I was discussing this only the other day with my household exercise solutions provider and we decided it was all part of the phenomenon of nomenclature creep. Well, I say 'we decided' but actually it was just me - he agreed by going 'woof'.
Titles start off perfectly respectable and then their owners feel the need to upgrade them into something incomprehensible, labouring under the delusion that their status is enhanced as a result. I blame consultants, or, as they are sometimes known, appellation obfuscation providers.
Recently, for example, I noticed that the Lake District National Park now has a Corporate Communications Director. Since when did the National Park become a corporation?
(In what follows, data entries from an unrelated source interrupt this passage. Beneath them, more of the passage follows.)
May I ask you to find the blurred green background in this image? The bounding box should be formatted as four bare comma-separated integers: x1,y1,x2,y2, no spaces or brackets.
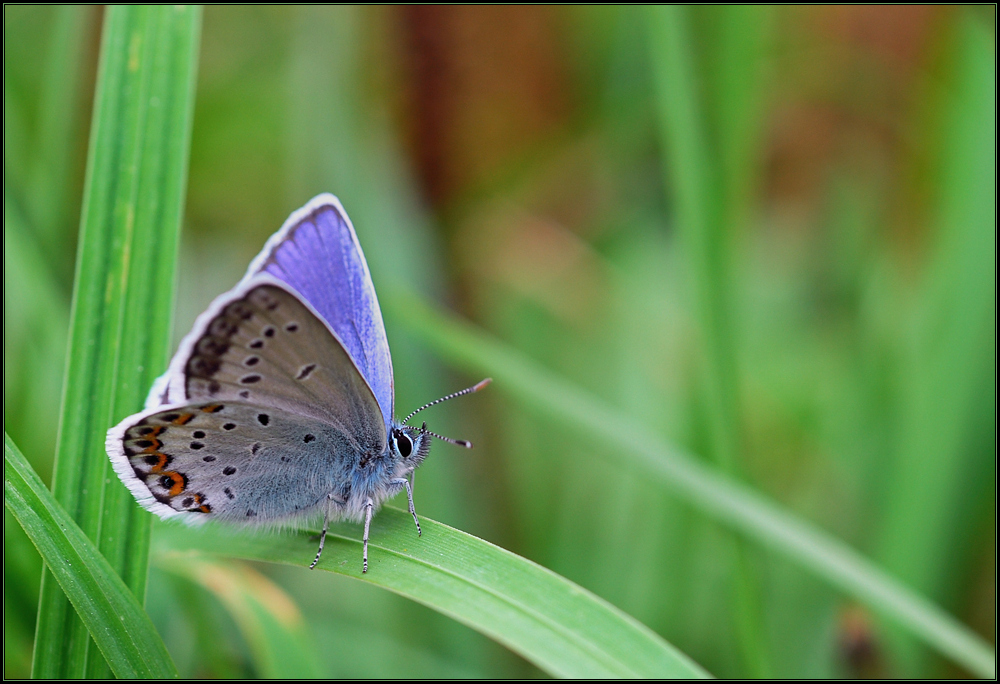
4,6,996,677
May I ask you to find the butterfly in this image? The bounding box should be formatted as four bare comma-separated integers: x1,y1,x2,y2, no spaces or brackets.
106,194,490,572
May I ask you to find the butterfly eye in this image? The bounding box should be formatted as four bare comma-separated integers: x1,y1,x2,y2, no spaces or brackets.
396,432,413,458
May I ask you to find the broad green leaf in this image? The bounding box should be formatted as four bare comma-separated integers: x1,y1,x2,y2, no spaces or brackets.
32,5,201,678
157,508,706,678
3,432,177,678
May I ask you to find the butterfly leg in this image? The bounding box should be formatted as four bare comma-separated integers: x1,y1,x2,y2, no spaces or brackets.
309,497,330,570
361,497,375,572
389,477,423,537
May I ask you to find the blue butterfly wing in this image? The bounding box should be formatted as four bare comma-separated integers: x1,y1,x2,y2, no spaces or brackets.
246,193,394,428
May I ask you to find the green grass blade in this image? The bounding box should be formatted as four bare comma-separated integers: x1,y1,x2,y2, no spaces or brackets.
880,13,997,673
3,432,177,678
33,6,201,678
379,287,996,677
157,508,706,678
648,5,771,678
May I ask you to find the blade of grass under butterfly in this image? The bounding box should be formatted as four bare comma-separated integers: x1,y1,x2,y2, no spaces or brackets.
379,285,996,677
156,508,706,678
3,432,177,678
32,6,201,678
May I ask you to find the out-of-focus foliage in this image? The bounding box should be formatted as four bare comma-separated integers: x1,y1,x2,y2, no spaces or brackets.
4,6,996,677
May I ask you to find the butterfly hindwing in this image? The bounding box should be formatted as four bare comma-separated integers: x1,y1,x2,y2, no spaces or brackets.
109,401,372,523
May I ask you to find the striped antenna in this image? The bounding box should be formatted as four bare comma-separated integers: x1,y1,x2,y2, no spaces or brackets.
420,422,472,449
402,378,493,424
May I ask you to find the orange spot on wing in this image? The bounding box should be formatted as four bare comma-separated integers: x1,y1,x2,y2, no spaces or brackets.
149,453,167,473
163,470,185,496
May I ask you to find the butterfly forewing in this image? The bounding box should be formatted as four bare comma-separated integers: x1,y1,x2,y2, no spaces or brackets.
248,195,393,425
121,401,365,523
183,277,386,452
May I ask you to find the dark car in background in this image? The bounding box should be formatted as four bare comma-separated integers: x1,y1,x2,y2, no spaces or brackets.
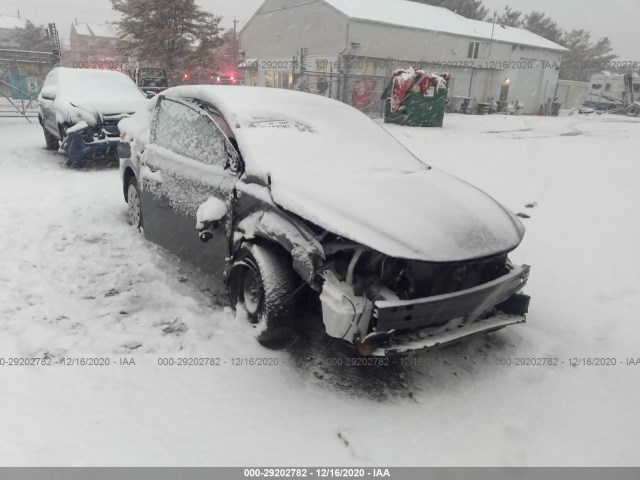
119,86,529,356
38,67,146,166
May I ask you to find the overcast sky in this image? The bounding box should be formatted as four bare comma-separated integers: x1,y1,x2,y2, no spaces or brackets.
0,0,640,61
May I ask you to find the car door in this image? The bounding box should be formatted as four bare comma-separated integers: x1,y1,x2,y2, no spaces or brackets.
140,97,239,273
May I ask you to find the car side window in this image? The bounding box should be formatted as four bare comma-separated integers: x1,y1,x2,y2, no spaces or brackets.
151,98,227,168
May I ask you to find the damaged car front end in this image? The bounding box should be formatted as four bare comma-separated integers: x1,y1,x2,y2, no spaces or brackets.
320,240,530,356
60,107,128,167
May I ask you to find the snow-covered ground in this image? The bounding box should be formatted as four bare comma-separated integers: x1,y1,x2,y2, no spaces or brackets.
0,115,640,466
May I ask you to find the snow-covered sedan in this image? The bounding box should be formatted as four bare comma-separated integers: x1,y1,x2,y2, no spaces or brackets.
38,67,146,166
119,86,529,356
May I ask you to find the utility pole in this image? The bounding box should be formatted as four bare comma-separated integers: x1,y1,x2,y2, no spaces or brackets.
233,18,240,75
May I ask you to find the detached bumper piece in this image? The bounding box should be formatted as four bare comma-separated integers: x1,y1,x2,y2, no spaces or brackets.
357,265,530,356
60,127,120,167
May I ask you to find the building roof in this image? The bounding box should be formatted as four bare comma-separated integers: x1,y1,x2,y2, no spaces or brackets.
72,23,118,38
0,15,27,29
323,0,569,52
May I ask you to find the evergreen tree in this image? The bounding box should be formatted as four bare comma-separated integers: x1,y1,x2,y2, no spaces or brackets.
522,12,562,43
560,30,617,82
498,5,523,28
412,0,489,20
111,0,222,70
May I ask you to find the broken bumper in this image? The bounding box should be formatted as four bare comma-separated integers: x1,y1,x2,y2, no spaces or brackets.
60,127,120,166
356,265,530,356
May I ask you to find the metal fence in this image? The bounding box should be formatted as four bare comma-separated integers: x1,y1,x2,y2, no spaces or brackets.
0,49,57,121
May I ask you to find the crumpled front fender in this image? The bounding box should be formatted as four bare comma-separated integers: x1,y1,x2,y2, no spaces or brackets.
233,210,325,289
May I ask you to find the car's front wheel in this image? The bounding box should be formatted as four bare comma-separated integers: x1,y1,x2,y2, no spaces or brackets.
227,244,296,348
42,127,60,150
127,176,142,229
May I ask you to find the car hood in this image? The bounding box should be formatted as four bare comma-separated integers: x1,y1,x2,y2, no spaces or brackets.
271,169,524,262
72,98,147,116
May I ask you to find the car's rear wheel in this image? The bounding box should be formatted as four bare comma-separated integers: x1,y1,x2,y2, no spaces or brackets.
42,127,60,150
127,176,142,229
227,244,296,348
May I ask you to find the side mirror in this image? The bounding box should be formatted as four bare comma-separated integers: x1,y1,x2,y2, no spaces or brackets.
196,197,227,242
225,142,244,173
40,85,58,101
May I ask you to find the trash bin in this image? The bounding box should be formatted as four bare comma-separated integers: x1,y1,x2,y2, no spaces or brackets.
382,68,449,127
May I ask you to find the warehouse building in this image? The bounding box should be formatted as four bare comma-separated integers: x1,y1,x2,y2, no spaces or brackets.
240,0,567,114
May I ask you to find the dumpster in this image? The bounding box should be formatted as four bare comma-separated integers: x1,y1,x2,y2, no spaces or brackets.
382,68,450,127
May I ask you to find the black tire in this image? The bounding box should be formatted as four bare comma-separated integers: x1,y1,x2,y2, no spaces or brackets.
227,243,296,348
42,127,60,151
127,175,142,230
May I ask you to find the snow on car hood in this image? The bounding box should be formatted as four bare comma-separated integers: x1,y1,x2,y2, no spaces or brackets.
55,67,146,117
271,169,524,262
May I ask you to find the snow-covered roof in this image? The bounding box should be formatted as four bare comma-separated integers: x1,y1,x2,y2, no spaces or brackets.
72,23,118,38
323,0,568,52
0,15,27,30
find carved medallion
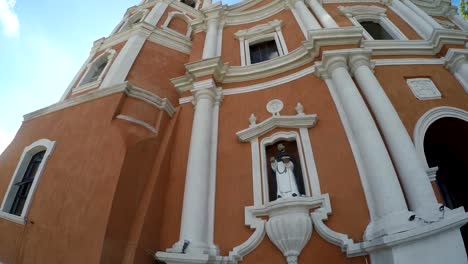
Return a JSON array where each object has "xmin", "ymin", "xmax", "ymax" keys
[{"xmin": 406, "ymin": 78, "xmax": 442, "ymax": 100}]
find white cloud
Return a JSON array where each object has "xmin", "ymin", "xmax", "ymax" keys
[{"xmin": 0, "ymin": 0, "xmax": 19, "ymax": 36}]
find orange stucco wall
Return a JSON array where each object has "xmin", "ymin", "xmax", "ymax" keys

I was going to ring their Press Officer and ask but couldn't find one listed. Perhaps it happens automatically when staff become outnumbered by Native American tribal leaders.
So, back to the problem of calling myself a cartoonist. In this case, the answer is obvious: From now on, I shall be advertising myself as a humour-focused scribbly drawing solutions provider...
Incidentally, if this trend ever gets as far as the police, what do they call themselves? Crime solution solutions providers?